By Linda Looney-Bond


A sour economy is bringing more domestic violence cases to the Clayton County solicitor's office, Solicitor General Tasha Mosley said.

"More and more of our victims are not what we would call our typical domestic violence victims. It's arguments over bills because tempers have flared," said Mosley.

"We're talking to the victims, and when you ask them what the problem is, a lot the victims, more and more, are saying 'this is the first time we fought over bills,'" she said.

From April 2007 to March 2008, the solicitor's office saw 1,477 cases of domestic violence, according to Mosley. That number increased to 1,646 from April 2008 to March 2009, she said. The increase of 169 cases includes charges of simple assault, simple battery, and battery.

"I think some of it can be definitely attributed to the economy," said Mosley. She said job losses and family finances are "having a direct impact in the emotions and what's going on in the home."

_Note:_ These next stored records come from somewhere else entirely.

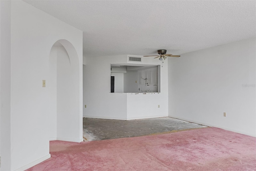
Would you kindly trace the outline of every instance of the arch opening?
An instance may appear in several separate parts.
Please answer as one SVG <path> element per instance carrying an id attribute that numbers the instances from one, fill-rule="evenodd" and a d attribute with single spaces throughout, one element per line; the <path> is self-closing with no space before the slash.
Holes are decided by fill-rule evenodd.
<path id="1" fill-rule="evenodd" d="M 49 61 L 50 140 L 80 142 L 81 119 L 77 53 L 69 42 L 59 40 L 52 47 Z"/>

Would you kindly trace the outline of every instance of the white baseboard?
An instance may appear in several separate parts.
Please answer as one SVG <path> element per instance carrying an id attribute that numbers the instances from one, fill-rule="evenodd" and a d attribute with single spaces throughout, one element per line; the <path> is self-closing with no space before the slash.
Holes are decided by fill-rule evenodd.
<path id="1" fill-rule="evenodd" d="M 57 138 L 56 137 L 52 137 L 52 138 L 50 138 L 49 139 L 50 141 L 57 140 Z"/>
<path id="2" fill-rule="evenodd" d="M 232 128 L 230 128 L 226 127 L 222 127 L 221 126 L 212 124 L 211 123 L 202 122 L 198 121 L 194 121 L 193 119 L 190 119 L 188 118 L 185 118 L 182 117 L 172 117 L 172 116 L 169 116 L 170 117 L 172 117 L 173 118 L 178 119 L 181 119 L 182 120 L 184 120 L 185 121 L 188 121 L 188 122 L 193 122 L 196 123 L 198 123 L 199 124 L 202 125 L 203 125 L 207 126 L 208 127 L 216 127 L 217 128 L 221 128 L 223 129 L 226 130 L 227 131 L 232 131 L 232 132 L 236 132 L 237 133 L 241 133 L 241 134 L 246 135 L 250 136 L 251 137 L 256 137 L 256 135 L 250 133 L 248 133 L 248 132 L 245 132 L 242 131 L 240 131 L 239 130 L 238 130 L 236 129 L 234 129 Z"/>
<path id="3" fill-rule="evenodd" d="M 151 119 L 151 118 L 157 118 L 158 117 L 168 117 L 168 115 L 156 115 L 155 116 L 146 116 L 141 117 L 128 117 L 127 120 L 134 120 L 134 119 Z"/>
<path id="4" fill-rule="evenodd" d="M 64 141 L 75 142 L 76 143 L 80 143 L 84 141 L 84 139 L 82 138 L 81 139 L 75 139 L 73 138 L 64 138 L 62 137 L 56 137 L 55 138 L 51 138 L 51 139 L 52 139 L 52 140 L 50 141 L 59 140 Z"/>
<path id="5" fill-rule="evenodd" d="M 43 157 L 42 157 L 40 158 L 39 159 L 35 160 L 33 162 L 30 163 L 29 164 L 25 165 L 25 166 L 22 167 L 20 167 L 19 169 L 18 169 L 15 170 L 15 171 L 24 171 L 25 170 L 27 169 L 29 169 L 30 167 L 32 167 L 33 166 L 37 165 L 38 164 L 40 163 L 42 161 L 44 161 L 46 160 L 47 160 L 47 159 L 50 158 L 50 157 L 51 157 L 51 155 L 50 154 L 48 154 L 47 155 L 46 155 L 45 156 Z"/>
<path id="6" fill-rule="evenodd" d="M 116 120 L 127 120 L 126 117 L 110 117 L 108 116 L 90 116 L 88 115 L 83 115 L 83 117 L 89 117 L 90 118 L 96 119 L 116 119 Z"/>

"When you've got two paychecks coming in and you're down to one that's a lot of stress," she said.

Mosley said a simple assault would involve some type of threatening motion such as, "I raise my hand to slap you, but I never make contact."

Simple battery would include actions such as slapping or pushing, or some physical contact that does not leave an injury.

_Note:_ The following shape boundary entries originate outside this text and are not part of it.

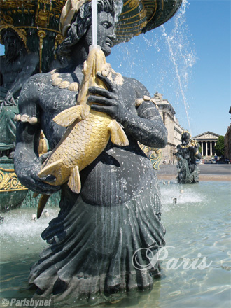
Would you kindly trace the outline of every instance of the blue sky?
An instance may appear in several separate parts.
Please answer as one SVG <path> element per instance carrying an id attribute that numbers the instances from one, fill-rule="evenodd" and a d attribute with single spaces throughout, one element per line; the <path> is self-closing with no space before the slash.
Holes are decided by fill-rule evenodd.
<path id="1" fill-rule="evenodd" d="M 115 46 L 107 61 L 151 96 L 162 93 L 192 136 L 225 135 L 230 125 L 230 0 L 188 0 L 164 27 Z"/>
<path id="2" fill-rule="evenodd" d="M 192 136 L 206 131 L 225 135 L 230 125 L 230 4 L 188 0 L 164 27 L 115 46 L 108 58 L 152 96 L 162 93 Z"/>

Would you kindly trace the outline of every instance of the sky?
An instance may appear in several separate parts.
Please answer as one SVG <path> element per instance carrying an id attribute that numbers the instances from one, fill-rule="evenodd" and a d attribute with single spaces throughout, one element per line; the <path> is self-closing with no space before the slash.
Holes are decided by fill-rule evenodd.
<path id="1" fill-rule="evenodd" d="M 188 0 L 164 26 L 115 46 L 123 76 L 163 94 L 192 136 L 230 125 L 230 0 Z"/>
<path id="2" fill-rule="evenodd" d="M 183 0 L 163 26 L 112 48 L 115 71 L 163 94 L 192 136 L 230 125 L 231 0 Z M 3 54 L 3 46 L 0 53 Z"/>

Battery would involve physical contact that leaves a visible mark, such as a black eye.

Mosley said the greatest increase has been among simple batteries. From 2007 to 2008 the solicitors' office saw 632 cases of simple battery. That number rose to 793 from 2008 to 2009 - an increase of 161 simple battery cases.

"What we're seeing, I don't think we're shocked by it - disturbed - but not shocked," Mosley said.

The Clayton County solicitor's office is hosting two forums later this month during National Crime Victims' Rights Week, in an effort to raise awareness of services to prevent family violence.

"We have Securus House coming out, which is the battered women's shelter. We're also asking the churches to come out and set up booths to provide information to the citizens, especially anything that's free," Mosley said.

The first forum will take place April 28 at Forest Park City Hall, at 746 Forest Parkway. The second program will take place April 30 at the Clayton County Administration Building, at 112 Smith Street, Jonesboro. Both events will be from 6 to 8 p.m.

Mosley said both forums will also include a panel discussion on the important elements of crime prevention. The panel will answer questions from concerned community members in the audience.

Mosley said expected panelists include representatives from the Clayton County Police Department, the Clayton County sheriff's office, the district attorney's office, and the Forest Park Police Department.